Northern Ireland

Authority in Colin Duffy case rests with London tribunal

Colin Duffy Image copyright Pacemaker
Image caption Colin Duffy is one of three men facing trial on charges of belonging to an IRA grouping, and attempting to murder members of the PSNI

High Court judges have ruled they have no jurisdiction to hear a legal challenge by republican Colin Duffy.

Exclusive authority for determining the case was held to rest with London's Investigatory Powers Tribunal.

Mr Duffy, 48, is challenging the government for allegedly refusing to guarantee his meetings with lawyers were not under covert surveillance.

He is one of three men facing trial on charges of being in an IRA grouping, and attempting to murder PSNI members.

They face further counts of possessing firearms and ammunition, and conspiracy to murder security force members.

The alleged offences are connected to a gun attack on a police convoy in north Belfast.

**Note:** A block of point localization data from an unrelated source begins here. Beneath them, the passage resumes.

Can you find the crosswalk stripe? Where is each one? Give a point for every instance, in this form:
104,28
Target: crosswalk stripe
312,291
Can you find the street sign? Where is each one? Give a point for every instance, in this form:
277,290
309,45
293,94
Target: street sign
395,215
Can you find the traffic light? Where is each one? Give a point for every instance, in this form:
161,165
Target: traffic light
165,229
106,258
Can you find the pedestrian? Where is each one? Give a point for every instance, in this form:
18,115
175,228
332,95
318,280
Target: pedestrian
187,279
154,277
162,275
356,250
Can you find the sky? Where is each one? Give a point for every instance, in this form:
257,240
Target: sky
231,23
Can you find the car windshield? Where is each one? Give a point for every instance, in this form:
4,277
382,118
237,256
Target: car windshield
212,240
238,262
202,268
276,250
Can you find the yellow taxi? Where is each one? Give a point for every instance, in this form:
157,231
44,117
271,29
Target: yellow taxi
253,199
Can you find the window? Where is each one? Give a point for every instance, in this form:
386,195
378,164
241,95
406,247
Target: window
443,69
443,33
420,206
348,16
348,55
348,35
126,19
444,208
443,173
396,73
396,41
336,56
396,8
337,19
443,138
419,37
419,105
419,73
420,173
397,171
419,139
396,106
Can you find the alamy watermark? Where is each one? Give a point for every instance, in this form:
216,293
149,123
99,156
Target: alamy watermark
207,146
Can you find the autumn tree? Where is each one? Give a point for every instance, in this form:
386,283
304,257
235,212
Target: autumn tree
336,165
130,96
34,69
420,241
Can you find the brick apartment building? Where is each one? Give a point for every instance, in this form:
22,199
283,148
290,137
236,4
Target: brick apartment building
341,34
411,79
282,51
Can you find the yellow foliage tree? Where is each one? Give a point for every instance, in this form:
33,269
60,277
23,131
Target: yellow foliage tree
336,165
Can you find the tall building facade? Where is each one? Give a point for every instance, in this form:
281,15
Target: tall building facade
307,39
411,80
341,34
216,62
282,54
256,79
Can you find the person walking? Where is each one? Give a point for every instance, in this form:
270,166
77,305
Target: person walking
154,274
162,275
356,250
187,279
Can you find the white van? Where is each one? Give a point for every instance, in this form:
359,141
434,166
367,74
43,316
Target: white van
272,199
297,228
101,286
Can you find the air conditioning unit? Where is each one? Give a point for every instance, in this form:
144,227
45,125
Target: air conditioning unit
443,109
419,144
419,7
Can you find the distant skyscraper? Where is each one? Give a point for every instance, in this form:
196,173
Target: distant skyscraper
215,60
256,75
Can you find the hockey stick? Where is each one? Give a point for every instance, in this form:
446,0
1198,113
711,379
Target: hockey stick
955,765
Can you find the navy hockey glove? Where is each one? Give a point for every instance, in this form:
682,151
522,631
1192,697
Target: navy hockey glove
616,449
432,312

A PSNI Landrover and two accompanying vehicles came under fire on the Crumlin Road in December 2013.

Mr Duffy, from Lurgan, County Armagh, is charged along with Alex McCrory, 54, from Sliabh Dubh View in Belfast; and Henry Fitzsimons, 47, of no fixed address.

Assurances

Separate legal proceedings were launched in an effort to gain assurances that the security services were not listening in to Mr Duffy's legal consultations.

He was said to have received satisfactory assurances from the Prison Service, Courts and Tribunal Service and the National Crime Agency.

But no such guarantee was given by the Home Office.

A panel of three senior judges had to first determine if they had authority to deal with the case, or if the issues should go before the Investigatory Powers Tribunal set up to monitor surveillance authorised under the 2000 Regulation of Investigatory Powers Act (RIPA).

The tribunal sits as an independent court to decide on allegations of unlawful intrusion by public bodies and claims under the Human Rights Act.

Delivering judgment, Lord Justice Weatherup held that the proceedings were directed against the secretary of state as representative of the intelligence services.

He confirmed: "We are satisfied that the Divisional Court (of the High Court) does not have jurisdiction to hear this application for judicial review, and that exclusive jurisdiction lies with the Investigatory Powers Tribunal."